Jéssica Silva. A menina das fintas que venceu a Champions

Internacional portuguesa joga numa das melhores equipas do mundo, o Lyon. Começou a dar pontapés em laranjas, nêsperas e jornais enrolados em fita-cola. Tem 25 anos, começou no Ferreirense e jogou ainda no Albergaria, no Linkoping (Suécia), no Sp. Braga e no Levante (Espanha).

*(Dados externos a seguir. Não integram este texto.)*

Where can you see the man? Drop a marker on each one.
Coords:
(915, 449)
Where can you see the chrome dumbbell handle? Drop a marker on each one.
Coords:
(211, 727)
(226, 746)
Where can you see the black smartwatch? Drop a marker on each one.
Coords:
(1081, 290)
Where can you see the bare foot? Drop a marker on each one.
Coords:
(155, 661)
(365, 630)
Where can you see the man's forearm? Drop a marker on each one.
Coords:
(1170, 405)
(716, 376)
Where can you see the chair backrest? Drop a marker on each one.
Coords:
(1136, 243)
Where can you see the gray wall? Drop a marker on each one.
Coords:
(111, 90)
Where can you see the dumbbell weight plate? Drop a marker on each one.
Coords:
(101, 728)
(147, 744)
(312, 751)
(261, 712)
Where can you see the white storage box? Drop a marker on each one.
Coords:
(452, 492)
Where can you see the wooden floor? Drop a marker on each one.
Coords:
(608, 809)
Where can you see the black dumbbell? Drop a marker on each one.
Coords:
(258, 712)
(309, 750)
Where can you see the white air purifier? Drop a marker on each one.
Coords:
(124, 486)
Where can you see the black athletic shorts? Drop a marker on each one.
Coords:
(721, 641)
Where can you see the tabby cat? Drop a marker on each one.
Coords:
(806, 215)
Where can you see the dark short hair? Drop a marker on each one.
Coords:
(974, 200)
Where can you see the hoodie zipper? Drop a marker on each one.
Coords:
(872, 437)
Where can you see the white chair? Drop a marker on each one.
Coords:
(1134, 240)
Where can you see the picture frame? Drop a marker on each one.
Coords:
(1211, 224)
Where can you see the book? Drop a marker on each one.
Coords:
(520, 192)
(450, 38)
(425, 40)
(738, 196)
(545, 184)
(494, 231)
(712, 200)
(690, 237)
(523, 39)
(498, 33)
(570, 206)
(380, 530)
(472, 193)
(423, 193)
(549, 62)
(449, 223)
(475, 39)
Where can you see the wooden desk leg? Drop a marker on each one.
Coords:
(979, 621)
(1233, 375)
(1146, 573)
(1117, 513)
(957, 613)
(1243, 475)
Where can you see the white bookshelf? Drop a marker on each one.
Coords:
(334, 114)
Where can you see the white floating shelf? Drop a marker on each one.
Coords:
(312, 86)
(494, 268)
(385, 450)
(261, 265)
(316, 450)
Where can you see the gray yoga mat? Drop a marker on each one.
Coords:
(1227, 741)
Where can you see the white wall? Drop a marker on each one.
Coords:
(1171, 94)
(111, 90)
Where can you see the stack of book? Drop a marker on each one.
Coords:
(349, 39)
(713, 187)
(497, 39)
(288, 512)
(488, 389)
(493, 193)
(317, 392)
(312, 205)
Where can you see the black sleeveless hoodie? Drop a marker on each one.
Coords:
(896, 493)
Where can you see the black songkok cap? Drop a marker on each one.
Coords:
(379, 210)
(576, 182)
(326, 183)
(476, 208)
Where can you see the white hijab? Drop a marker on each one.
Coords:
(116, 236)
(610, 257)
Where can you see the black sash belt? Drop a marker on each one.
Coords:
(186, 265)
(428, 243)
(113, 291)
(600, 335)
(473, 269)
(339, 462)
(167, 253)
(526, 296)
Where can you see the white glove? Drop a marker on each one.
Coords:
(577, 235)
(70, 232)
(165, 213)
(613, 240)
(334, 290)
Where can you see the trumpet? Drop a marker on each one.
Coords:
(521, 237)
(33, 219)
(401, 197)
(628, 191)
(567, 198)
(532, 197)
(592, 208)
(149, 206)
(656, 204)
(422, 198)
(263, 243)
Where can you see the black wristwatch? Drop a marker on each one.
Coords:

Jéssica Silva é "uma pessoa do mundo", uma jogadora "fora da caixa [risos]". "Alguém que sonha ser mãe. Alguém que adora pegar no carro e fazer 300 km até ao Sul do França só para ir à praia. Alguém que gosta de estar na varanda, pegar num livro e beber um copo de vinho e comer um pedaço de queijo. Como eu adoro queijo... e tocar guitarra. Gosto muito de música e vejo muitos concertos, principalmente de artistas portugueses. Tento ocupar-me de conhecimento e arte, acho que é uma boa forma de me abstrair do futebol. O futebol é muito da minha vida, mas não é tudo!" Este é o resumo autobiográfico da primeira portuguesa a vencer a Liga dos Campeões feminina.

Começou a jogar tarde, aos 15 anos, mas o caminho levou-a até uma carreira de jogadora profissional. Hoje é um dos principais nomes da seleção nacional e joga no Lyon (França), uma das melhores equipas do mundo e que no dia 30 de agosto venceu a Champions feminina. Como está a recuperar de uma lesão grave, viu o jogo na bancada. Mas o título também é dela. "Estou muito feliz por termos ganho a Champions, mesmo que eu não tenha jogado a final. A conquista também é minha, também contribuí para chegar à final", diz. Jéssica fez três jogos na liga milionária, antes de se lesionar, e até marcou na goleada ao Fortuna Hjörring.

As laranjas e as nêsperas do quintal da avó, em Vila Nova de Milfontes, onde nasceu há 25 anos (1 de dezembro de 1994), foram as primeiras vítimas: "Nem sempre tive possibilidades de ter uma bola, mas lá arranjava uma forma de jogar. Laranjas, nêsperas, folhas de jornal enroladas com fita-cola, e era bem fixe." Foi assim a dar pontapés na fruta que descobriu o amor pelo futebol. Acha que o herdou do pai, Valter Silva, que foi jogador do Belenenses e morreu num acidente de viação quando ela tinha 2 anos.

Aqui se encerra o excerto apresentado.